TAMPA, Fla. — Hours before his big night, Adam Oates wasn’t too nervous to crack a joke.
“I’m excited. That’s why I was stuttering right there, yeah. I am very excited,” Oates said Saturday afternoon. “I’m very excited to coach these guys. I think they’re a great team and I’m excited to being a coach and just really looking forward to getting it going.”
“I talked to my wife about getting back into hockey and obviously working for Rick. We talked that summer and I came here, kind of optimistic on how I was going to feel,” Oates said. “Really from Day One it was just something that I went, ‘Oh yeah, this is what I’ve been missing in my life.’ It’s been the next challenge in my life to try and pass on your knowledge and learn how coach and become a coach.”
Oates‘ former players believe in his ability to be a head man.
“I think he was able to understand everything that comes with being a head coach. Being an assistant coach, I think you learn a lot along the way and I think he’s done that,” Lightning winger Marty St. Louis said. “Obviously he made the jump, and I truly believe that he’s ready for that.
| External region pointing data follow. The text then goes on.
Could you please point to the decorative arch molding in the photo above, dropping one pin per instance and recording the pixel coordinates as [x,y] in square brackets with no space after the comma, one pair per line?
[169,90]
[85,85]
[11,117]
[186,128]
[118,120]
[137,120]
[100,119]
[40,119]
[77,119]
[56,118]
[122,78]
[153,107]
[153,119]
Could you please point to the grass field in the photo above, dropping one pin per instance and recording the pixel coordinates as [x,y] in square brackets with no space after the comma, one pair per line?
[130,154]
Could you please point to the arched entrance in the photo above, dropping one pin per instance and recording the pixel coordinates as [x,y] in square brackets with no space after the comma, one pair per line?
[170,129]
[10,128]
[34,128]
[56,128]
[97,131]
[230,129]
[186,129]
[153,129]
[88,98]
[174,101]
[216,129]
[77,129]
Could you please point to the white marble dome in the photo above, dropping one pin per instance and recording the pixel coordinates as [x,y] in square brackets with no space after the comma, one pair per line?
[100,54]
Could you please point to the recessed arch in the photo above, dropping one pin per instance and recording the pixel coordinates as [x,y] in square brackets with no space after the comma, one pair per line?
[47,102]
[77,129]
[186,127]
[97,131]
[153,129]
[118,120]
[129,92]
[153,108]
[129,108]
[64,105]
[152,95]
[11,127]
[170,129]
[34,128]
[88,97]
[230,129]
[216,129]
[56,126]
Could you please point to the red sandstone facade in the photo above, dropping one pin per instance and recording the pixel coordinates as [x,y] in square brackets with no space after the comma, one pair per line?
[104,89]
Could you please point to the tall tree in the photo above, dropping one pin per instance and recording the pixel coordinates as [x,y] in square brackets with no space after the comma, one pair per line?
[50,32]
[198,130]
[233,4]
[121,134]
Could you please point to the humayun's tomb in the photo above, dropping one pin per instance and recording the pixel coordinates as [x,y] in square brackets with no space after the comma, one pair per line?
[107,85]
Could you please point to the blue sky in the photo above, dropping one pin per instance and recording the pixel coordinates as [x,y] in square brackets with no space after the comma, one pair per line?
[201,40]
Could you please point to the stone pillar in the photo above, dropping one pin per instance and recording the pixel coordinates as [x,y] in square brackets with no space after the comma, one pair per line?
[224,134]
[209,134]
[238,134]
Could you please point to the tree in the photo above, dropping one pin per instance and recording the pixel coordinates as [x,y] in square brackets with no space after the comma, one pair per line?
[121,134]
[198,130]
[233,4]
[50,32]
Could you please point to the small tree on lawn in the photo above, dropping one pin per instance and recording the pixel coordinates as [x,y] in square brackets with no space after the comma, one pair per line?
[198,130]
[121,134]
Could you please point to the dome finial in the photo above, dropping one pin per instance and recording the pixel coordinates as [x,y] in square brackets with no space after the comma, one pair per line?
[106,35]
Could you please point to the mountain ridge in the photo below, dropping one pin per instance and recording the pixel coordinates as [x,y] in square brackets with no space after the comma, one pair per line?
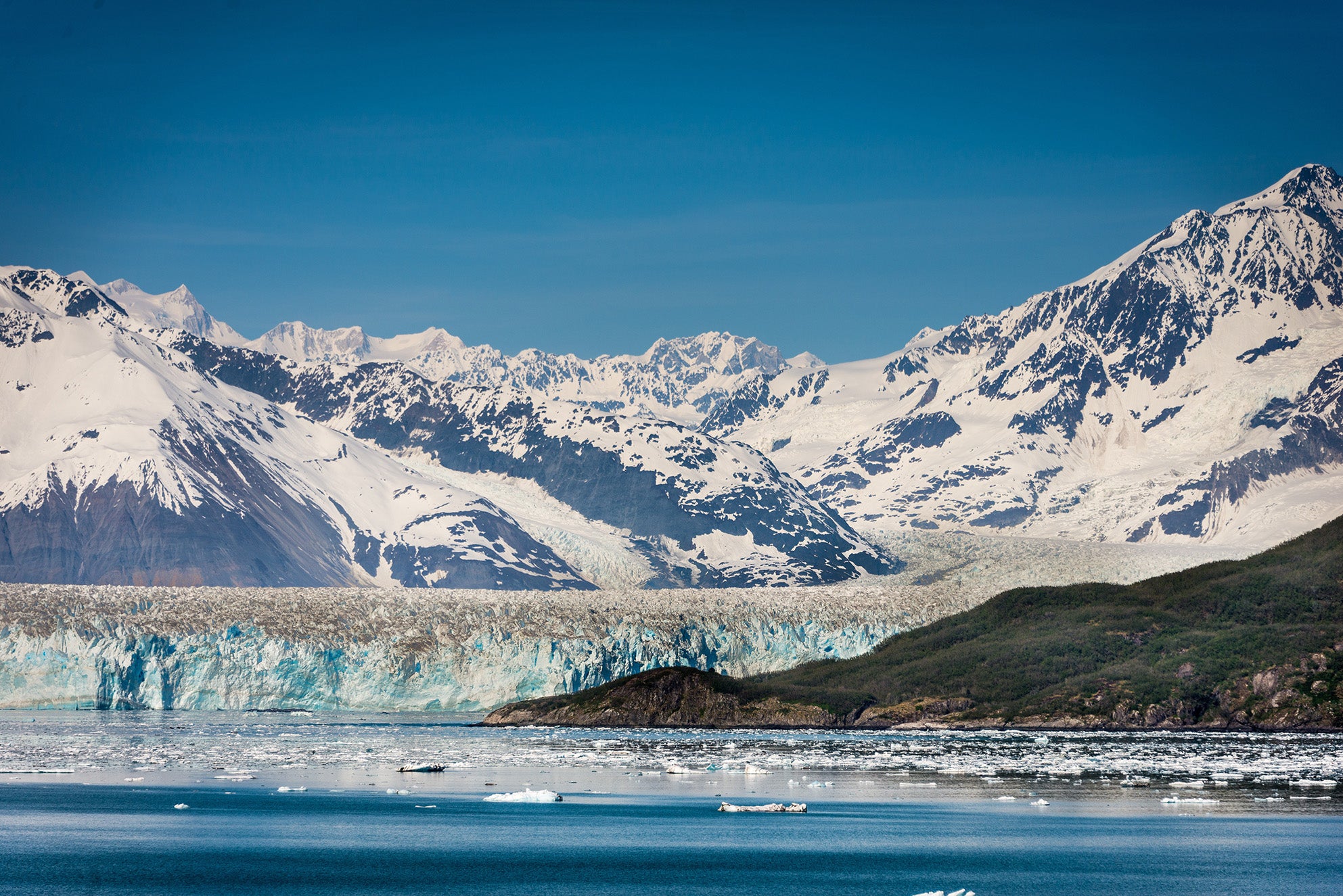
[1189,394]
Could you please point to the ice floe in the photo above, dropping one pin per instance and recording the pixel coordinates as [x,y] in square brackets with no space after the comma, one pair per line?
[526,796]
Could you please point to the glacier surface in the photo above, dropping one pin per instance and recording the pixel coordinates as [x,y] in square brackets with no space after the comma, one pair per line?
[203,649]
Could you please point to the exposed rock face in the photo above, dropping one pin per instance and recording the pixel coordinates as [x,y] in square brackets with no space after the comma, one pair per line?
[136,454]
[675,698]
[1306,697]
[1186,392]
[414,650]
[704,511]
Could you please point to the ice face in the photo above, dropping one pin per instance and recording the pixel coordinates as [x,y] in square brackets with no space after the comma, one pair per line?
[414,650]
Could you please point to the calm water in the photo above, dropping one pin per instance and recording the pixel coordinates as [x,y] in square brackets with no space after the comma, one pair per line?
[894,814]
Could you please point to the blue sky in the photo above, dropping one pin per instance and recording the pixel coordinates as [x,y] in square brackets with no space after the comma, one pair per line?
[590,176]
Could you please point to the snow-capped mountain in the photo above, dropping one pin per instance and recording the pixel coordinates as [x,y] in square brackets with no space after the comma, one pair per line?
[118,463]
[178,310]
[700,510]
[136,454]
[1189,391]
[676,379]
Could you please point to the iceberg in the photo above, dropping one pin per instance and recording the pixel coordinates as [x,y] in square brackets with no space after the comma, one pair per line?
[526,796]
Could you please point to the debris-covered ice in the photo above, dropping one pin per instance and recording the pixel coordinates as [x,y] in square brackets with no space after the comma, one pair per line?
[207,649]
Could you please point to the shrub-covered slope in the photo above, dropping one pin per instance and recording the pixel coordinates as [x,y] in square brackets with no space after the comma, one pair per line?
[1251,643]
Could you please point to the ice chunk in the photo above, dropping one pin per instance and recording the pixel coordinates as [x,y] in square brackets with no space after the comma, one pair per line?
[526,796]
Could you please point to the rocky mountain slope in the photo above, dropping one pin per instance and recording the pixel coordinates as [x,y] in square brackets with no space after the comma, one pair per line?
[242,649]
[137,454]
[1186,392]
[1236,644]
[1186,395]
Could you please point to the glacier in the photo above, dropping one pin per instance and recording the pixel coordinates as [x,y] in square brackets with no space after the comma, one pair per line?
[369,650]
I think he’s going to do a good job.”
In a lockout-shortened 48-game season, Oates‘ impact on the Caps is one of many unknowns.
“I mean obviously it’s tough to tell until you get throw into the fire. But with the amount of knowledge that he has for the game, guys can relate him because he’s played the game,” Lightning center Steven Stamkos said. “I obviously wish him the best of luck, not against us, but against other teams. I think he’ll do well. He has a very talented, skilled team in Washington and that’s the type of player that he was, so he’ll probably be able to relate to all those guys.”
Alex Ovechkin already feels “comfortable” with Oates, and Saturday night was his first game of any kind with the Hall of Fame Center behind the bench.
But players’ trust in Oates lets him do that.
“He’s a coach [who] as an offensive player you can relate to on so many different levels. The caliber of player that he was, he’s able to relate to you in every situation on the ice,” Stamkos said. “Whether you’re going through a great stretch or a tough stretch, he knew exactly what you were feeling and what you needed to do to stay focused on that task.”